Comment Re:Surprising (Score 1) 243
Modern society wants to categorize everything, even the various minutia of a given category have names for everything. As such, even if we take a single point (murder) and decide that some cases warrant different punishment (sentence scaling) then we've turned a simple thing like m^0 into m^1, and even if society can avoid breaking m^1 down into a calculus problem to assign punishments, there will inevitably be someone who looks at direction of intent to harm and the interplay between it. Even if we can accept that this turns m^1 into m^2 by virtue of this still-analogous system, people will want to break analog into digital, as a 'fuzzy' line can get people into more (or less!) trouble than should be if there is bias in the judge(s).
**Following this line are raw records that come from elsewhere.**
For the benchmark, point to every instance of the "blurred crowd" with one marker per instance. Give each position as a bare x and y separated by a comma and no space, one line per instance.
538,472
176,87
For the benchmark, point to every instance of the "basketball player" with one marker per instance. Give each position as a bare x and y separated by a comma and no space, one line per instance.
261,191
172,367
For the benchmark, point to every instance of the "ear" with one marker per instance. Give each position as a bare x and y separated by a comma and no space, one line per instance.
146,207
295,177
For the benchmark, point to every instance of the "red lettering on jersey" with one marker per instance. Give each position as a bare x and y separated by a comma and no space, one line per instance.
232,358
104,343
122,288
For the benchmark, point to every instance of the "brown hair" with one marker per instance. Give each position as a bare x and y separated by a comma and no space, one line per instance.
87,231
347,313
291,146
That's how a 'simple' act such as murder can be analyzed and go from a single point (biblical thou shalt not kill) to a graphical plane that's still imprecise to measure. Not so simple, even if many of these dimensions were interchangeable to other crimes, do we argue for hard-line sentence modification on the intent scale, or should the scale be relative to the perceived 'severity' of the crime? (there's m^3 - emotional responses to 'gruesome' murders) People, in general, think better with explicit rules than with multiple dimensions in their heads, so the current system of writing laws explicitly is the best they can come up with.
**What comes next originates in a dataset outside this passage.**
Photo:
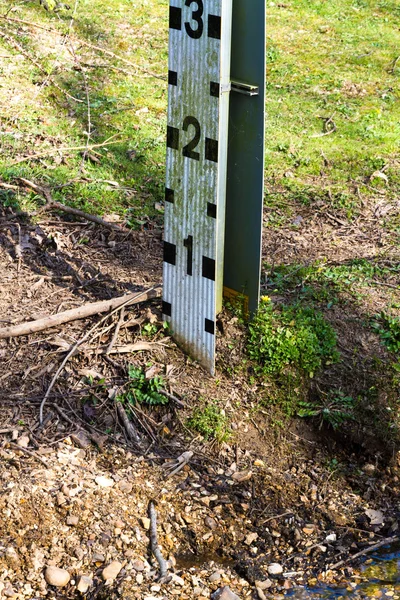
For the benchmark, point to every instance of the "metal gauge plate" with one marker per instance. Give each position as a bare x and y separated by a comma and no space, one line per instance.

Also, it should be noted that overcoming individual bias is easy, overcoming social bias within a social system is nearly impossible in the context of a society. If the society has access to affect change in laws, laws will reflect the bias of the people making those changes. (but not everyone - abstinence-only-education anyone?) Overcoming social bias in a jury might happen if you can somehow systematically get 12 people to discuss and agree on verdict without facilitating groupthink. Something this current system is terrible at doing.